Did you know that "anti-mullet sentiments have risen a staggering 437% in the past 5 years?" This unsubstantiated stat is from www.RateMyMullet.com , a website loaded with pictures of the infamous hairstyle. Research on the mullet phenomena is still in it's infancy, they say, but it seems that the mullet grows tentacles into the brain of the victim, which causes "extreme agression, the proclivity to consume large amounts of alcohol, pedophilia, lack of hygeine, dramatic reduction in inhibitions... and most importantly, steadily decreasing IQ levels." Maybe you should think twice before jumping onto this craze, eh?


IT'LL BE A BIG HIT WITH THE UNDEAD

The tourist ministry of Sighisoara, Romania, birthplace of Vlad the Impaler, has begun a plan to build a Dracula theme park in order to help revive the struggling economy of that nation. By pure coincidence, I'm sure, a few days after this story crossed my path, I found another about a group of U.S. businessmen who have announced plans to dig up the body of Vlad the Impaler in order to clone Dracula. Sounds like someone at the tourist ministry has an overactive imagination. (CNN & Libertatea News)


GOD TOLD ME TO CREATE YET ANOTHER TACKY THEME PARK

Pastor Tom Moore of Denver, Colorado is asking for city council approval to build a $20-million, 160-acre theme park entitled "Messiahville, USA" which will include a 19,200 square-foot church building, a 45-foot tall prayer tower, and an amusement park which will include a life-size replica of Noah's Ark, a waterslide where kids splash down into the belly of Jonah's whale, a miniature golf course laid out over a model landscape of the Holy Land and a life-size "animatronic" re-creation of the Last Supper, complete with 12 disciples and a moving and talking Jesus. (Naples Daily News)


LET THE PUNISHMENT FIT THE CRIME

A 42-year-old woman in Chicago who was raped and forced to perform oral sex on her assaulter, bit off his testicles and brought them in to police headquarters. Officers phoned the hospital and found that a castrated man had just been admitted to the emergency ward. Case closed. According to the news report, the vital items could not be reattached.
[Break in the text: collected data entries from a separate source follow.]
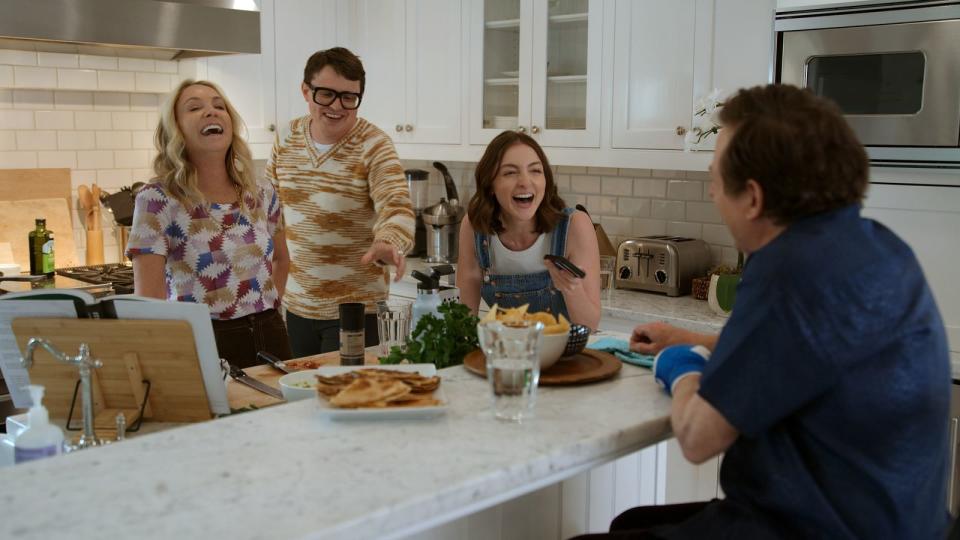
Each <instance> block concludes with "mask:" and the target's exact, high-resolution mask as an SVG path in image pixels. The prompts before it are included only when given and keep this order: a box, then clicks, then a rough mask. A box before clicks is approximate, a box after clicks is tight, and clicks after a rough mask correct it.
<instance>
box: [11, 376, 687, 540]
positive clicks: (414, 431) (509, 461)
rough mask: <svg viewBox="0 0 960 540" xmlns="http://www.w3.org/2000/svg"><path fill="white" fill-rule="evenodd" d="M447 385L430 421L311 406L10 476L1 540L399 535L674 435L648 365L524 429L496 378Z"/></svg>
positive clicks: (459, 378) (544, 387)
mask: <svg viewBox="0 0 960 540" xmlns="http://www.w3.org/2000/svg"><path fill="white" fill-rule="evenodd" d="M441 374H442V376H443V385H444V391H445V393H446V396H447V398H448V400H449V409H448V411H447V412H446V414H444V415H442V416H439V417H436V418H433V419H422V420H405V421H398V420H393V421H375V422H374V421H366V422H331V421H329V420H326V419H324V418H323V417H321V416H320V415H319V406H318V404H317V402H316V401H314V400H305V401H298V402H294V403H288V404H284V405H279V406H276V407H270V408H268V409H261V410H258V411H254V412H248V413H243V414H238V415H234V416H231V417H227V418H223V419H218V420H212V421H209V422H205V423H201V424H193V425H190V426H187V427H183V428H180V429H173V430H169V431H164V432H161V433H155V434H151V435H144V436H141V437H138V438H136V439H131V440H127V441H124V442H122V443H118V444H113V445H110V446H107V447H104V448H98V449H94V450H87V451H83V452H78V453H74V454H68V455H66V456H62V457H57V458H52V459H48V460H43V461H39V462H32V463H28V464H23V465H19V466H16V467H10V468H6V469H0V483H2V484H3V485H5V486H8V489H5V490H3V494H2V495H0V501H2V502H0V506H2V507H3V508H4V518H3V520H0V537H2V538H17V539H18V540H27V539H46V538H62V537H67V536H73V537H77V538H85V537H97V538H123V537H134V536H135V537H138V538H232V539H243V538H307V537H309V538H317V539H326V538H338V539H339V538H351V539H364V538H392V537H402V536H404V535H407V534H412V533H415V532H418V531H420V530H425V529H427V528H430V527H433V526H436V525H439V524H440V523H443V522H445V521H448V520H450V519H454V518H456V517H459V516H462V515H466V514H467V513H470V512H473V511H476V510H480V509H482V508H485V507H488V506H490V505H493V504H496V503H498V502H500V501H502V500H505V499H507V498H511V497H515V496H519V495H522V494H524V493H527V492H530V491H532V490H534V489H538V488H540V487H543V486H545V485H549V484H552V483H554V482H557V481H560V480H562V479H564V478H567V477H569V476H572V475H573V474H576V473H578V472H580V471H582V470H585V469H587V468H590V467H593V466H595V465H597V464H600V463H604V462H607V461H609V460H611V459H614V458H616V457H619V456H621V455H624V454H626V453H629V452H633V451H636V450H638V449H640V448H642V447H645V446H648V445H650V444H653V443H655V442H658V441H660V440H663V439H665V438H666V437H668V436H669V434H670V432H669V420H668V412H669V406H670V399H669V398H668V397H667V396H666V395H665V394H664V393H663V392H662V391H661V390H660V389H659V388H658V387H657V385H656V384H655V383H654V381H653V378H652V377H651V376H650V371H649V370H646V369H642V368H637V367H634V366H630V365H624V366H623V369H622V371H621V372H620V374H619V375H618V376H617V377H616V378H614V379H611V380H609V381H605V382H601V383H596V384H592V385H586V386H574V387H543V388H541V389H540V392H539V396H538V403H537V406H536V414H537V417H536V418H535V419H533V420H532V421H530V422H529V423H524V424H509V423H503V422H499V421H497V420H495V419H494V418H493V417H492V414H491V412H490V409H489V403H488V399H489V397H488V386H487V383H486V381H485V380H483V379H481V378H479V377H477V376H475V375H473V374H470V373H468V372H467V371H465V370H464V369H463V368H462V367H460V366H457V367H453V368H449V369H446V370H444V371H442V372H441ZM611 413H614V414H611Z"/></svg>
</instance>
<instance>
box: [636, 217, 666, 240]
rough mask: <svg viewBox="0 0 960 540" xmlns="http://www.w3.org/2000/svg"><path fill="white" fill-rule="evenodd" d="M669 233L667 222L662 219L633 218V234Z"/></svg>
mask: <svg viewBox="0 0 960 540" xmlns="http://www.w3.org/2000/svg"><path fill="white" fill-rule="evenodd" d="M654 234H667V222H666V221H663V220H662V219H647V218H633V232H632V233H631V236H650V235H654Z"/></svg>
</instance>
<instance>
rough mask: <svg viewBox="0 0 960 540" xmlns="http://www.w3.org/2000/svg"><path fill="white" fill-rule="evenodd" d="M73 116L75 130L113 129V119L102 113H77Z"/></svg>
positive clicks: (84, 112) (107, 114)
mask: <svg viewBox="0 0 960 540" xmlns="http://www.w3.org/2000/svg"><path fill="white" fill-rule="evenodd" d="M73 114H74V119H75V123H76V125H77V129H113V117H112V116H110V113H108V112H103V111H77V112H75V113H73Z"/></svg>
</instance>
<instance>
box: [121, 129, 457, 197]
mask: <svg viewBox="0 0 960 540" xmlns="http://www.w3.org/2000/svg"><path fill="white" fill-rule="evenodd" d="M131 143H132V146H133V147H134V148H137V149H153V132H152V131H134V132H133V134H132V137H131ZM464 200H466V198H464Z"/></svg>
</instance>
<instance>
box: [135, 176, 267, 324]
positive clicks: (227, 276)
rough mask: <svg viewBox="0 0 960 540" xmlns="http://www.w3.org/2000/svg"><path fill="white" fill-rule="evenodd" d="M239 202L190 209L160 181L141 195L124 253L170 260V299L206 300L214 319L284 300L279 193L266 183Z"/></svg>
mask: <svg viewBox="0 0 960 540" xmlns="http://www.w3.org/2000/svg"><path fill="white" fill-rule="evenodd" d="M257 188H258V193H256V194H248V195H246V199H247V206H248V207H250V208H254V210H253V212H252V214H253V218H252V219H251V217H250V216H248V215H247V214H250V213H251V212H249V211H248V212H247V213H241V212H240V205H239V204H237V203H232V204H216V203H211V204H210V205H209V206H210V207H209V209H207V208H204V207H203V206H197V207H196V208H194V209H193V210H192V211H188V210H187V209H186V208H184V207H183V205H181V204H180V203H179V202H178V201H177V200H176V199H175V198H173V197H172V196H170V195H169V194H168V193H167V192H166V190H165V189H164V188H163V186H162V185H161V184H159V183H156V182H154V183H151V184H149V185H147V186H146V187H144V188H143V189H142V190H140V192H139V193H138V194H137V202H136V206H135V209H134V213H133V228H132V229H131V231H130V239H129V241H128V242H127V256H128V257H130V258H131V259H132V258H134V257H136V256H137V255H141V254H153V255H163V256H164V257H166V258H167V264H166V271H165V273H166V282H167V300H172V301H180V302H197V303H199V302H203V303H205V304H207V305H208V306H209V307H210V315H211V317H212V318H213V319H221V320H227V319H236V318H239V317H243V316H244V315H251V314H254V313H259V312H261V311H264V310H267V309H274V308H277V307H278V306H279V305H280V300H279V298H278V295H277V289H276V287H275V286H274V284H273V249H274V246H273V238H274V235H275V234H276V233H277V232H278V231H280V230H282V225H281V221H280V215H281V212H282V210H281V207H280V198H279V197H278V196H277V192H276V190H275V189H274V188H273V186H272V185H270V183H269V182H259V183H258V184H257Z"/></svg>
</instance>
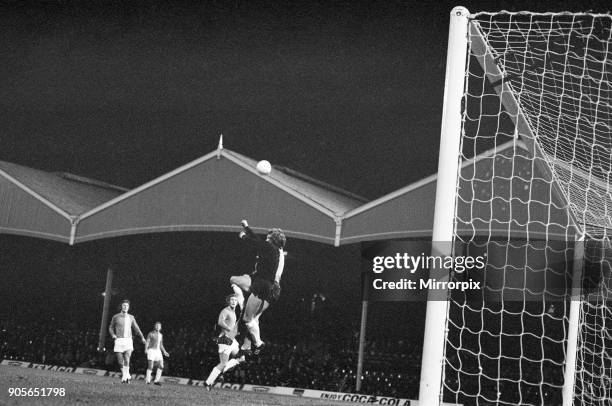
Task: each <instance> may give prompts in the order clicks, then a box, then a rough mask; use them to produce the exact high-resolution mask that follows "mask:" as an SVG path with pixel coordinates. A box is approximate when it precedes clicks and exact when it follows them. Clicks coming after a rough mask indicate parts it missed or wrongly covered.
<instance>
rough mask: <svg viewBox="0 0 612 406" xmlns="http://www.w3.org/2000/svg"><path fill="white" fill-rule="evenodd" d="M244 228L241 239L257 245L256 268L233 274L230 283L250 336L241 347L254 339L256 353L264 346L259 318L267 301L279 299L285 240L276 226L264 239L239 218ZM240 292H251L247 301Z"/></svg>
mask: <svg viewBox="0 0 612 406" xmlns="http://www.w3.org/2000/svg"><path fill="white" fill-rule="evenodd" d="M241 224H242V227H243V229H244V230H243V231H241V232H240V238H242V239H245V240H249V241H252V242H253V243H254V244H255V245H256V247H257V261H256V262H255V269H254V270H253V272H251V273H250V274H245V275H240V276H232V277H231V278H230V284H231V285H232V289H233V290H234V292H235V293H236V295H238V297H239V303H240V305H241V307H242V308H243V309H244V311H243V317H242V320H243V321H244V324H245V325H246V328H247V330H248V332H249V335H250V336H251V339H249V338H245V339H244V343H243V345H242V349H243V350H247V349H250V347H251V341H253V344H254V346H255V347H254V348H253V353H254V354H255V355H257V354H259V352H260V351H261V349H262V348H263V346H264V342H263V341H262V340H261V335H260V329H259V317H260V316H261V314H262V313H263V312H264V311H265V310H266V309H267V308H268V307H269V306H270V303H272V302H274V301H276V300H278V297H279V295H280V279H281V276H282V274H283V270H284V267H285V251H284V248H285V244H286V242H287V239H286V237H285V234H284V233H283V231H282V230H281V229H279V228H273V229H271V230H270V231H269V232H268V234H267V235H266V238H265V239H263V238H261V237H260V236H258V235H257V234H255V233H254V232H253V230H251V228H250V227H249V224H248V222H247V221H246V220H242V223H241ZM242 291H245V292H247V293H250V295H249V297H248V299H247V301H246V304H245V305H244V306H242V304H243V303H244V296H243V294H242Z"/></svg>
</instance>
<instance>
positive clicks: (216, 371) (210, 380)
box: [206, 352, 229, 389]
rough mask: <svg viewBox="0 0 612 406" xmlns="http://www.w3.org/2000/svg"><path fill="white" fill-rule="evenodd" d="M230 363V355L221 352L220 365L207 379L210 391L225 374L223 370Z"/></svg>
mask: <svg viewBox="0 0 612 406" xmlns="http://www.w3.org/2000/svg"><path fill="white" fill-rule="evenodd" d="M228 361H229V353H227V352H220V353H219V364H217V365H216V366H215V367H214V368H213V369H212V371H210V375H208V378H206V387H207V388H208V389H210V387H211V386H212V384H213V383H215V381H216V380H217V377H218V376H219V375H220V374H221V373H222V372H223V369H224V368H225V366H226V365H227V362H228Z"/></svg>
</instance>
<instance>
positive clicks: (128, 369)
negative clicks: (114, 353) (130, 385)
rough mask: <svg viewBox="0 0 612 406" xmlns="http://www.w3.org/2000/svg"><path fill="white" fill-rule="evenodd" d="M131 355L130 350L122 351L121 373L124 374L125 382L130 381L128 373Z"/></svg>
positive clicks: (131, 352)
mask: <svg viewBox="0 0 612 406" xmlns="http://www.w3.org/2000/svg"><path fill="white" fill-rule="evenodd" d="M131 357H132V351H125V352H124V353H123V369H124V370H123V374H124V375H125V382H128V383H129V382H130V380H131V379H132V375H130V358H131Z"/></svg>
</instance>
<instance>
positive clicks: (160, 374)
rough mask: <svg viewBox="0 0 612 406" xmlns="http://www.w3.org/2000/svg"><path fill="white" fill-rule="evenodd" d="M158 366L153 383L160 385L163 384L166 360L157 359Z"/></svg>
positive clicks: (157, 363) (154, 383)
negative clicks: (164, 367) (162, 377)
mask: <svg viewBox="0 0 612 406" xmlns="http://www.w3.org/2000/svg"><path fill="white" fill-rule="evenodd" d="M155 364H156V366H157V371H156V372H155V381H153V383H154V384H155V385H160V386H161V382H160V381H161V374H162V372H163V370H164V360H163V359H162V360H161V361H157V362H156V363H155Z"/></svg>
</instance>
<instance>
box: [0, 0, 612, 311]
mask: <svg viewBox="0 0 612 406" xmlns="http://www.w3.org/2000/svg"><path fill="white" fill-rule="evenodd" d="M608 4H609V3H608V2H604V1H590V2H589V1H582V2H575V1H572V2H569V1H565V2H564V1H543V2H538V3H537V4H531V2H525V1H523V2H509V1H502V2H490V1H466V2H463V3H462V5H464V6H466V7H467V8H468V9H469V10H470V11H471V12H476V11H497V10H501V9H507V10H512V11H517V10H525V9H529V10H533V11H544V10H547V11H562V10H570V11H587V10H594V11H599V12H604V11H607V9H609V8H610V7H609V6H608ZM455 5H458V3H456V2H452V3H449V2H446V1H436V2H431V3H430V2H427V1H423V2H411V1H401V2H396V1H380V2H377V1H370V2H353V1H335V2H324V1H320V2H311V1H307V2H293V1H286V2H256V1H249V2H243V1H233V2H230V1H217V2H206V1H197V2H172V3H170V4H166V2H151V1H104V2H102V1H83V2H77V1H74V2H69V1H59V2H51V3H48V2H44V3H43V2H13V1H11V2H2V5H1V13H2V15H3V18H2V21H1V22H0V31H1V35H0V55H1V56H0V57H1V60H2V63H0V78H1V79H0V94H1V97H0V111H1V113H0V128H1V129H2V130H1V131H0V140H2V144H1V145H2V146H1V147H0V160H4V161H9V162H13V163H17V164H21V165H26V166H30V167H33V168H37V169H43V170H49V171H66V172H72V173H75V174H78V175H82V176H88V177H92V178H95V179H99V180H103V181H106V182H110V183H113V184H117V185H120V186H124V187H128V188H133V187H136V186H138V185H140V184H142V183H144V182H147V181H149V180H151V179H153V178H155V177H157V176H160V175H162V174H164V173H167V172H169V171H171V170H173V169H175V168H176V167H178V166H180V165H183V164H185V163H187V162H189V161H191V160H193V159H196V158H198V157H200V156H202V155H204V154H206V153H208V152H210V151H212V150H213V149H215V148H216V146H217V142H218V137H219V134H221V133H222V134H223V136H224V144H225V146H226V147H227V148H229V149H232V150H235V151H237V152H239V153H242V154H244V155H247V156H249V157H252V158H254V159H268V160H270V161H271V162H272V163H273V164H276V165H282V166H287V167H289V168H292V169H295V170H298V171H301V172H303V173H305V174H307V175H310V176H312V177H314V178H317V179H320V180H323V181H326V182H328V183H331V184H333V185H336V186H340V187H343V188H345V189H347V190H349V191H351V192H354V193H357V194H360V195H362V196H365V197H366V198H369V199H373V198H377V197H380V196H382V195H383V194H386V193H389V192H392V191H394V190H396V189H398V188H400V187H403V186H406V185H408V184H409V183H411V182H414V181H417V180H419V179H421V178H423V177H425V176H427V175H431V174H433V173H435V172H436V169H437V153H438V146H439V132H440V119H441V114H442V98H443V92H444V74H445V58H446V43H447V35H448V21H449V13H450V10H451V9H452V7H453V6H455ZM432 203H433V202H432ZM237 218H238V221H239V220H240V215H239V214H237ZM11 238H13V239H11ZM11 238H8V237H3V239H2V241H3V245H4V248H5V250H6V249H7V248H6V247H10V249H11V250H12V251H13V252H12V253H11V256H10V257H11V258H12V259H11V261H12V262H10V263H11V264H13V266H14V270H15V272H25V271H24V268H28V270H29V271H32V272H33V274H32V275H37V272H38V273H40V272H43V271H41V269H42V268H41V265H40V264H41V263H42V262H44V261H47V260H48V259H49V258H50V257H49V256H51V257H52V258H51V261H49V262H50V263H53V264H56V266H55V267H47V268H48V269H47V268H45V271H44V272H48V273H49V274H52V273H53V272H58V271H57V270H58V269H71V270H70V271H69V274H67V275H68V276H66V277H65V279H66V280H71V277H70V275H76V274H77V273H78V272H80V271H78V270H76V268H75V267H76V265H75V263H78V262H79V260H77V259H75V258H76V257H75V256H78V255H81V254H77V253H75V252H77V251H75V250H72V251H70V250H69V249H68V248H66V247H63V246H61V248H60V245H58V244H56V243H47V242H44V243H43V242H35V241H31V240H29V239H23V238H21V237H20V238H17V237H11ZM155 238H157V240H156V239H155ZM164 238H166V239H167V238H176V239H180V238H182V237H179V236H177V237H168V236H165V237H151V236H147V237H142V238H141V239H140V240H138V238H135V239H134V238H132V239H129V241H130V244H140V245H142V244H143V241H144V242H145V243H146V244H145V245H147V244H149V246H156V247H159V246H166V245H172V243H169V242H168V241H167V240H164ZM189 238H193V237H189ZM202 238H204V237H202ZM207 238H208V237H207ZM15 239H17V240H18V241H19V243H17V242H15V241H16V240H15ZM26 240H27V241H26ZM162 240H163V241H162ZM209 240H210V238H208V239H207V241H209ZM24 241H26V242H25V243H24ZM126 241H127V240H126ZM191 243H193V244H194V245H193V246H194V247H196V246H198V243H196V242H190V243H189V244H191ZM199 243H201V241H200V242H199ZM122 244H123V245H125V244H127V243H125V241H123V242H122ZM151 244H152V245H151ZM156 244H158V245H156ZM41 245H43V246H44V247H43V248H44V249H43V250H42V251H40V252H44V253H46V254H44V255H43V254H40V256H41V257H40V260H39V261H38V262H36V261H34V260H32V259H31V257H29V256H28V254H31V253H32V251H37V250H38V249H39V248H37V247H39V246H41ZM120 245H121V244H120ZM174 245H175V246H185V241H182V240H181V242H180V243H179V242H176V241H175V243H174ZM131 247H132V248H130V249H131V250H132V251H134V252H139V251H138V250H137V249H134V246H133V245H132V246H131ZM308 247H311V248H303V249H304V250H306V251H308V250H309V249H310V250H312V253H310V254H308V255H306V254H304V255H301V256H300V255H298V257H299V258H302V259H303V258H306V257H307V256H308V257H310V256H315V257H316V252H318V250H319V248H317V247H319V246H318V245H312V246H311V245H309V246H308ZM312 247H314V248H312ZM177 249H178V248H177ZM80 250H81V251H79V252H85V251H87V248H81V249H80ZM90 251H92V252H94V251H95V252H98V251H99V250H96V249H93V250H90ZM158 251H159V249H158ZM161 251H162V254H160V255H163V254H164V253H163V250H161ZM319 251H325V252H328V251H329V252H330V253H329V254H326V255H329V256H330V257H332V256H334V255H335V254H334V253H333V252H334V251H333V249H332V248H328V247H325V248H320V250H319ZM59 253H64V254H61V255H62V256H61V258H60V259H57V255H60V254H59ZM22 254H23V255H22ZM166 254H167V252H166ZM345 254H346V256H349V254H350V255H353V254H354V252H349V253H346V252H345ZM54 255H55V256H54ZM82 255H94V254H91V253H89V254H82ZM95 255H98V254H95ZM126 255H127V254H126ZM132 255H135V254H132ZM140 255H141V256H146V255H147V253H143V252H141V254H140ZM296 255H297V254H296ZM185 256H188V255H187V254H185ZM6 257H7V256H6V254H5V255H3V258H6ZM43 257H44V258H43ZM19 258H21V259H19ZM25 258H29V260H30V261H33V263H32V264H31V266H29V265H28V266H26V265H25V263H26V262H27V261H26V259H25ZM79 258H80V257H79ZM92 258H93V257H92ZM20 261H21V262H20ZM24 261H25V262H24ZM130 261H132V260H130ZM130 261H126V263H132V262H130ZM194 261H195V260H194ZM313 261H314V260H313ZM330 261H332V262H333V261H336V263H338V264H340V263H343V261H345V258H344V257H341V258H339V259H338V258H335V259H331V260H330ZM2 262H3V264H4V265H2V269H4V270H3V272H5V273H6V272H12V271H7V269H8V268H10V266H9V267H8V268H7V265H6V263H7V261H6V260H4V259H3V260H2ZM85 262H87V261H85ZM89 262H94V259H92V260H91V261H89ZM136 262H137V261H136ZM314 262H316V261H314ZM47 265H48V264H47ZM354 265H355V264H354V263H353V264H351V265H350V266H351V267H353V266H354ZM318 266H319V265H317V264H316V263H313V264H312V268H313V269H314V268H317V267H318ZM100 268H102V269H100ZM103 268H104V267H103V266H100V267H98V268H97V269H98V270H97V272H98V273H99V274H98V279H97V281H96V283H97V286H100V285H101V286H103V284H104V278H103ZM10 269H13V268H10ZM81 269H82V267H81ZM67 272H68V271H67ZM70 272H72V273H70ZM224 272H226V273H227V272H228V271H227V270H226V271H224ZM15 275H17V273H16V274H15ZM100 275H102V276H100ZM3 277H4V278H5V280H6V275H3ZM32 278H33V280H35V279H36V276H33V277H32ZM9 279H10V278H9ZM72 279H74V278H72ZM10 280H13V279H10ZM14 283H16V284H19V283H22V282H19V278H17V277H16V279H15V280H14ZM32 283H34V282H32ZM87 283H89V282H87V281H85V280H84V281H83V284H87ZM22 284H25V282H23V283H22ZM135 285H136V284H135ZM5 286H6V285H5ZM19 286H21V285H19ZM24 286H25V285H24ZM60 287H61V286H60ZM96 289H98V288H97V287H96ZM353 292H354V291H353ZM5 293H6V291H5ZM127 293H128V294H129V292H127ZM355 293H356V294H357V292H355ZM132 294H133V292H132ZM96 306H97V305H96Z"/></svg>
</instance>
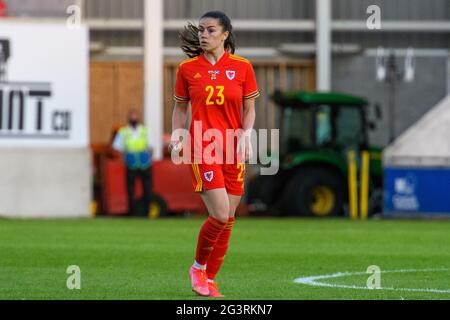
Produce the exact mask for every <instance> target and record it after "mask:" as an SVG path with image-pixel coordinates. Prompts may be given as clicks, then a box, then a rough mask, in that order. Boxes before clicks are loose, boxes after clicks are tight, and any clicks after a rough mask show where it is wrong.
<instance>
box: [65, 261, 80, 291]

What a shame... (Chicago Sun-Times)


DESPERATE FOR ATTENTION




Halifax teen Andrew Fader is hoping to make it into the Guinness Book of World Records after stuffing 161 straws into his mouth to beat the previous record of 151. Next, he's planning on breaking the record for the world's fastest guzzling of a can of pop. "I think he's a bonehead," commented his father.